The top rows of the transformed DataFrame are:

When applying transformations to your data, you actually don't need to apply the same function to each column. Using pandas apply methods, you can actually apply a transformation to a single variable or to multiple ones, by modifying the same variables or creating new ones in addition:

In: def square(x):
       return x**2

    original_variables = ['sepal_length', 'sepal_width', 
                          'petal_length', 'petal_width']
    squared_iris = iris[original_variables].apply(square)

One weak point of such an approach is that transformations can take a long time because the pandas library is not leveraging the multiprocessing capabilities of recent CPU models.

Because of issues with multiprocessing in Windows when using Jupyter, the following example can only run on Linux machines or on Windows machines if transformed into a script, just as this Stack Overflow answer suggests: https://stackoverflow.com/questions/37103243/multiprocessing-pool-in-jupyter-notebook-works-on-linux-but-not-windows.
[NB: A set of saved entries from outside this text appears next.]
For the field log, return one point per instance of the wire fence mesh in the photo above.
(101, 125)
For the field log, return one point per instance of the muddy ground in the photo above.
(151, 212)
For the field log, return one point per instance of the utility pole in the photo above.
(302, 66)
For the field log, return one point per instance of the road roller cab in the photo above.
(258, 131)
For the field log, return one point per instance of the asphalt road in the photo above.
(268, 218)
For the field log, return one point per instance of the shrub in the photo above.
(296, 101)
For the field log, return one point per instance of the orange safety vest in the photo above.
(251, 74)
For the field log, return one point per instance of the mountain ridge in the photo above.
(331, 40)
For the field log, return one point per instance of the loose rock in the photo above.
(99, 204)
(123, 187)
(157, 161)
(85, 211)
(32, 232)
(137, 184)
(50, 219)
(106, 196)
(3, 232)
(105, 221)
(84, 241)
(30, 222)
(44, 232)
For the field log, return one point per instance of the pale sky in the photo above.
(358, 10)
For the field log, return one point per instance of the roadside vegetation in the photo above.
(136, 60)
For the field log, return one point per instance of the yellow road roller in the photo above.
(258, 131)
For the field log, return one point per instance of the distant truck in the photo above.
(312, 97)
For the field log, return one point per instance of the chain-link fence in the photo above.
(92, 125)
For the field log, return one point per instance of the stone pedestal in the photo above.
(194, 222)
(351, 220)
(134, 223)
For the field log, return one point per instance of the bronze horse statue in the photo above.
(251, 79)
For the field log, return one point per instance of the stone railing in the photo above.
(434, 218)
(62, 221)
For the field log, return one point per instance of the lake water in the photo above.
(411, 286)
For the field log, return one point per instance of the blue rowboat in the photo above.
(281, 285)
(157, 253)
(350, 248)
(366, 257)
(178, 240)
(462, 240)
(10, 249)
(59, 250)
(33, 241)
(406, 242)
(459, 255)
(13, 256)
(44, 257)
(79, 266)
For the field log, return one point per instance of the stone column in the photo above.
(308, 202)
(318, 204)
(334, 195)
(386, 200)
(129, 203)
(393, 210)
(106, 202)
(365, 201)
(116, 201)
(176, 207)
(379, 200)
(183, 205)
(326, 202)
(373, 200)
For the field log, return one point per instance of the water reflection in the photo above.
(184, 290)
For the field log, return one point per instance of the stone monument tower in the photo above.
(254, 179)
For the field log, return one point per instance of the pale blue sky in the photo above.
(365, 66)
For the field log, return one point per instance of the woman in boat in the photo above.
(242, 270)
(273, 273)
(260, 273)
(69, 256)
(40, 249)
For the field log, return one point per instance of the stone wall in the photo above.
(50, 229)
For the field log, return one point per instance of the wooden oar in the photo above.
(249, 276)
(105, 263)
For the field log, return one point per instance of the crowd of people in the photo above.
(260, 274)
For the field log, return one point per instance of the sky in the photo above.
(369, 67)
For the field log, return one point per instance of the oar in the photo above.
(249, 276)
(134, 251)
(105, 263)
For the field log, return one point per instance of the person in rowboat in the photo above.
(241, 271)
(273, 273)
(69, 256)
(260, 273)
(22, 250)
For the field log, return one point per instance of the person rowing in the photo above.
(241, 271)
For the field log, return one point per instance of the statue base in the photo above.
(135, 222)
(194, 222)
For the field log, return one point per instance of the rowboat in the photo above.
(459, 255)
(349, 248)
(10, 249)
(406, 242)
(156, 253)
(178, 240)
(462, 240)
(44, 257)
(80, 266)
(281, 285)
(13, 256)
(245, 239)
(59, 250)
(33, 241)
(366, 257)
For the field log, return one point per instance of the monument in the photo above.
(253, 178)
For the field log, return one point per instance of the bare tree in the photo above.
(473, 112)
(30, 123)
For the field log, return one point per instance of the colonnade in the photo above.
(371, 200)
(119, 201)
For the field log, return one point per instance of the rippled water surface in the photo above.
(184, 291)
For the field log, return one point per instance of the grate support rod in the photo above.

In order to shorten such computation latency, you can leverage the multiprocessing package by creating the parallel_apply function. Such a function takes a DataFrame, a function, and the arguments of the function as input, and it creates a pool of workers (many Python duplicates in-memory, where ideally each one is operating on a different CPU of your system) to work in parallel and execute the required transformations:

In: import multiprocessing

    def apply_df(args):
        df, func, kwargs = args
        return df.apply(func, **kwargs)

    def parallel_apply(df, func, **kwargs):
         workers = kwargs.pop('workers')
         pool = multiprocessing.Pool(processes=workers)
         df_split = np.array_split(df, workers)
         results = pool.map(apply_df, [(ds, func, kwargs)
                                       for ds in df_split])
         pool.close()
         return pd.concat(list(results))

When using this function, it is important to specify the correct number of workers (depending on your system) and the axis the computation will take place on (since you operate by columns, axis=1 is the usual parameter configuration you'll be using):

In: squared_iris = parallel_apply(iris[['sepal_length', 'sepal_width', 
                                        'petal_length', 'petal_width']], 
                                        func=square, 
                                        axis=1, 
                                        workers=4)
    squared_iris

The Iris dataset is a tiny one, and in this case, the execution may take even longer than simply applying a command, but on larger sets of data, the difference could be quite notable, especially if you can count on a large number of workers.

As a tip, on an Intel i5 CPU, you can set workers=4 for optimal results, while on Intel i7, you can set workers=8.